Mpu Kamareka yang memberikan pengarahan kepada putranya yakni Ki Kayu Jayamaireng “ Anakku Kayu Ireng, dengarkanlah kata ayahanda, dikemudian hari nanti jik ada keturunanmu, beritahukanlah juga apa yang menjadi kebajikannya serta berguru kepada pada keturunannya Batara Mpu Gnijaya yang disebut sanak pitu dimana engkau masih saudara misan dan memindon. Dahulu ada sabda Batara Abra Sinuhun kepada Ayahanda tiada dibolehkan saling juang dan saling sembah, `namun engkau terhadap para keturunanmu, dibolehkan saling sembah terutama saling juang karena engkau adalah muird beliau dan janganlah menentang. Jika sesame keturunanmu, dibolehkan saling menyembah “ saling alap “. Demikianlah keharusannya hidup sebagai manusia, lagipula jika datang hari kematianmu janganlah dibakar mayatmu. Lalu apa yang menyebabkan seperti itu, karena Hyang Batara tiada suka kecemaran, karena sangat dekat dengan parhyangan, pura Panarajon, pura Tegeh, Ulun Danu dan Batur agar jangan kelingku biu oleh asapnya, karena berasal dari orang Bali yang tiada boleh dibakar harus ditanam, namun wajar dilakukan upacaranyayang disebut “ mabya tanem “. Demikianlah jangan dilupakan dan melebihi apa yang telah dihentikan oleh Batara Abra Sinuhun.
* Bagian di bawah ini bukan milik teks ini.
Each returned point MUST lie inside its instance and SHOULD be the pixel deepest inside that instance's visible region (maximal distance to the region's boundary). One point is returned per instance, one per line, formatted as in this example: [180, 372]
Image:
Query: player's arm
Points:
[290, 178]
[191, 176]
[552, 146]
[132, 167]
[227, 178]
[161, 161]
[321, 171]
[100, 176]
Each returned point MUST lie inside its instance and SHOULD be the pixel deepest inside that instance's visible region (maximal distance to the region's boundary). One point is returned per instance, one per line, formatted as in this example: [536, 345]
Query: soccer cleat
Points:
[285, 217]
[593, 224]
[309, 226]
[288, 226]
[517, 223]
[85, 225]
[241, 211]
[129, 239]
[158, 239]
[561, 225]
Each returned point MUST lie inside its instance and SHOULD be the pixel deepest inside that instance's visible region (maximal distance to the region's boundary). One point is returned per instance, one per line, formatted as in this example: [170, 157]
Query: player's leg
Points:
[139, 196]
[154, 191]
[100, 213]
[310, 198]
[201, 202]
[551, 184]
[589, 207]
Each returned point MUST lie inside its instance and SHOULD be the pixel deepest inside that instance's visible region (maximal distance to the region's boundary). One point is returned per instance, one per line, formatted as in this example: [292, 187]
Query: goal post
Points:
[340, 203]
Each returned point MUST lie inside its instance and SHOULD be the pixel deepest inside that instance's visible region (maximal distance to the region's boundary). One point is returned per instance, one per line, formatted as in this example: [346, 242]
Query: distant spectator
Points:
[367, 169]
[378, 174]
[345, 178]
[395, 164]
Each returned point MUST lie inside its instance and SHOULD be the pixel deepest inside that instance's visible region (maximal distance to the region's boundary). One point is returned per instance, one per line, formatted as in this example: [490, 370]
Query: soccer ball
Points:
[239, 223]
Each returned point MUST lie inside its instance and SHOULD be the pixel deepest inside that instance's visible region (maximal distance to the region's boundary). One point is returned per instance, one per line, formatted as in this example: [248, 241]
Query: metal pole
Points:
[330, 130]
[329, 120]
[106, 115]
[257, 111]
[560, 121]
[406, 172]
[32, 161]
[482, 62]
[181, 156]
Sekarang Mpu Kamareka telah lanjut usia, putra beliau Sang Jaya Kayu Ireng yang telah memperistrikan saudaranya. Ni Kayu Ireng yang baru masuk satu keturunan. Adapun beliau sang Jaya Kayu Ireng melakukan upakara maput gala seperti ayahandanya karena keturuna Bujangga Bali sesuai dengan pesan Batara dahulu katapak oleh ayahandanya, yang diganti namanya dan kini bernama Mpu Gnijaya Mahaireng. Kemudian beliau Mpu Kamareka menurunkan lagi tiga orang putra laki-laki yang rupawan, masing-masing bernama : Sang Made Celagi, Sang Nyoman Tarunyan, dan Sang Ketut Kayu Selem yang dikemudian hari ketiganya duduk sebagai Bujangga katapak oleh ayahandanya. Sesuai maputgala  Sang Kayu Celagi bergelar Mpu Kaywan. Yang bungsu bergelar Mpu Nyoman Tarunyan dan yang paling Ketut bergelar Mpu Badengan. Tiada disebutkan para istrinya, yang kesemuanya pada setia kepada si suami.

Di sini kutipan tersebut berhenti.